Mit rechtsstaatlichen Maßnahmen soll die irreguläre Migration insgesamt reduziert werden. "Wir werden von erstem Tag unserer gemeinsamen Regierung die Grenzkontrollen massiv ausbauen, und wir werden mit diesen Grenzkontrollen die Zahl der Zurückweisungen deutlich anheben", so Merz.
Hoffnung auf schnellere Integration
An der Grenze zu Tschechien und Polen im sächsischen Landkreis Görlitz werden diese Pläne begrüßt. Landrat Stephan Meyer (CDU) sieht in dem Sondierungspapier viele gute Ansätze. Er hofft, dass diese Maßnahmen sowohl für gesellschaftlichen Frieden sorgen als auch die Integration beschleunigen könnten.
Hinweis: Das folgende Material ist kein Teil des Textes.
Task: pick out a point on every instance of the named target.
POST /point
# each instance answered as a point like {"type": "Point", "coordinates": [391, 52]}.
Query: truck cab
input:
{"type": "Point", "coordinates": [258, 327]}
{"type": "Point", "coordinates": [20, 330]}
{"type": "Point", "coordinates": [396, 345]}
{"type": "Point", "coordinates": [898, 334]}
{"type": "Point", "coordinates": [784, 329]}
"Das erhoffe ich mir, dass das die Bundesregierung jetzt tatsächlich auch löst. Und wir jetzt denjenigen, die eine Bleibeperspektive bekommen, auch in Sachen Integration näher kommen können", sagt Meyer. "Weil wir haben nach wie vor zu wenig Sprachkurse, die Kapazitäten sind da zu begrenzt. Und wir sind zu langsam was die Integration angeht." Das betreffe dann auch die Akzeptanz, wenn Leute sehen würden, dass nichts vorangeht. "Und dass die Leute nicht in Arbeit kommen, dann schwindet die Akzeptanz", sagt er.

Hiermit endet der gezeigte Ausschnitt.